Misconceptions and misunderstandings around the banking and financial systems in Central America are an everyday reality for countries like Panama. As a result, it is critical that we are constantly communicating the efforts we are undertaking to ensure transparency within our systems and demonstrate our commitment to meet the international standards that preclude money laundering and the financing of terrorism.
This is no small task but let me be clear – we do not shy away from the challenge and are proud of the tremendous progress we have made thus far. Over the past five years, Panama has completely restructured the country’s legal framework and collaborated closely with leading international authorities to overcome the stigma originating from the misleading report called “Panama Papers.” While the title was a clever literation, the vast majority of the parties sighted in the report originated from outside Panama. When you look closer at reports like the recent FinCEN leak, it essentially validates that we are not the cause or the facilitator of the problem.
In our efforts to strengthen our international standing, it is also vitally important that smaller nations like Panama are afforded the requisite consideration and understanding they need to facilitate and implement changes to our legislation and how we regulate our financial services sector.

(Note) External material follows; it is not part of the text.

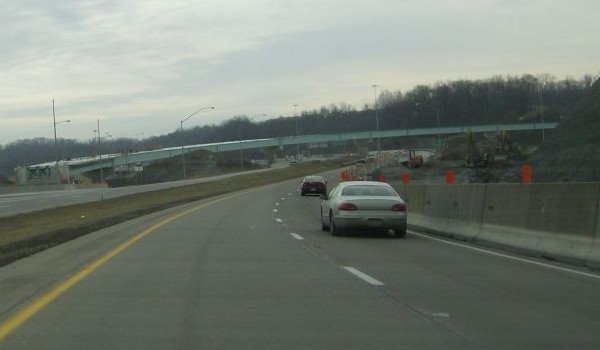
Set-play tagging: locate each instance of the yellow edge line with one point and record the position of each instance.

Unfortunately, countries of our size simply don’t have readily the available resources and finances that can be dedicated at the pace that is expected of us from international authorities. What we need from international communities is partnership and support, not unnecessary adversity that could hinder our progress. Put in simple terms, what we need is cooperation.

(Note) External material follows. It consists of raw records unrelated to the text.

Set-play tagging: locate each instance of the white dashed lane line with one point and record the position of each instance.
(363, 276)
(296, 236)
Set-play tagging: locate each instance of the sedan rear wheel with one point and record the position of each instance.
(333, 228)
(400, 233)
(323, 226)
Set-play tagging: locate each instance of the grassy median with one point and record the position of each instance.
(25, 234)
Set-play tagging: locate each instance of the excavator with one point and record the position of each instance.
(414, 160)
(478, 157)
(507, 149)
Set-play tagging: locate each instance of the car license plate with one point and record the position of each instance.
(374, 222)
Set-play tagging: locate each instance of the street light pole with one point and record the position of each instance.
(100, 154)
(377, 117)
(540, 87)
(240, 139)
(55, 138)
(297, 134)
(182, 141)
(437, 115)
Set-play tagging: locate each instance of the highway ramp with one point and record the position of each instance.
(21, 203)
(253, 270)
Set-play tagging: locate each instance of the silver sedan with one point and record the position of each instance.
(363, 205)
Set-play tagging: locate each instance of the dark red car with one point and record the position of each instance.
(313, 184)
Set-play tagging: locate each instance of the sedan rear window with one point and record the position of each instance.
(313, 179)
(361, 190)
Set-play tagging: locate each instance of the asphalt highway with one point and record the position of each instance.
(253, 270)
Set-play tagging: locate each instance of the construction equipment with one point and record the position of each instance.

Panama is focused on delisting as an integral component of its growth plan, which includes a series of commitments – to the environment and sustainability; to democracy, security, the rule of law, global financial standards and women’s rights; and to being a responsible destination for investment and tourism. Panama has modernized its legal framework through the approval of laws, executive decrees and other regulations in order to be removed from the European Union, the Organisation for Economic Co-operation and Development (OECD) and the Financial Action Task Force (FATF) lists and turn the page, once and for all, on negative claims that impact our country’s reputation. Although we recognize there is still work to be done, we are proud of what we have accomplished to date, especially as we collectively navigate the adversities imposed by the COVID-19 pandemic.

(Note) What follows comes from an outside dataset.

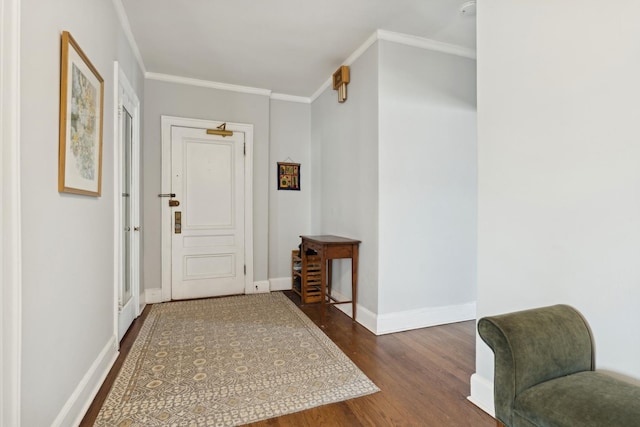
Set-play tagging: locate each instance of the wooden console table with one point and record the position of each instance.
(329, 248)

Despite the challenges that we, like all countries, have faced during the pandemic, international markets have continued to recognize Panama’s political and financial stability.
Not only have we been able to successfully mitigate the financial impacts of the pandemic, but just recently Panama’s National Bank issued a 10-year bond for $1 billion – and it was oversubscribed by close to $5 billion. This demand further solidified our standing to the world, demonstrating that our economy remains strong and that investors trust Panama’s approach to financial recovery from the pandemic. Our stability is also thanks in large part to our diversified economy, which is less exposed to macroeconomic shocks than other economies in the region and ready to take on the challenges of a 21st century economy.
Vital to our resiliency is also the strength of our growing digital hub. Panama boasts a robust digital infrastructure with strong connectivity thanks to the seven sub-maritime optical fiber cables that allow us to offer unlimited bandwidth to businesses and academia with minimal risk of interruption by natural disasters. Its full compatibility with the United States and the United Kingdom has allowed Panama to become a destination of choice for global telecommunication companies and data centers. Today, Panama is the link to 100% of regional internet traffic, 90% of international voice traffic and over 90% data transmission.
Panama is and has always been at the service of the region and the world, and we are proud of being a reliable partner to a number of companies and nations around the world. Our geostrategic position, connecting the Atlantic with the Pacific, allows us to play a critical role in international trade.
We understand that with such a privilege comes the responsibility to ensure uninterrupted flow of essential goods to countries from around the world. We have never seen that more evident than with the COVID-19 pandemic. Amid the crisis, we remained committed to ensuring international supply chains for critical resources such as food and medicines were uninterrupted. Our ports and airports were open to international traffic, never ceasing to connect the 144 maritime routes and over 1,700 ports that depend on the Panama Canal.
Panama is about collaboration and has a strong foundation for continued success. Its sound business environment ranks Panama seventh out of the 32 countries in Latin American and the Caribbean by the World Bank for its ease of doing business. Classified as an investment-grade country since 2010, Panama has built up strong partnerships across the international business world, with over 150 companies choosing Panama for its regional headquarters.
Because of the great foundation that exists today, Panama is the world’s most robust logistical hub, with a state-of-the-art maritime industry that is critical for global trade and the distribution of essential goods, including energy, agriculture and health care supplies, such as the COVID-19 vaccine.
Panama is on a transformative path to regain international confidence and showcase the strides the country has made in the past years.
Working in partnership with the international community, and not as adversaries, we can and will enable a sustainable future for generations to come.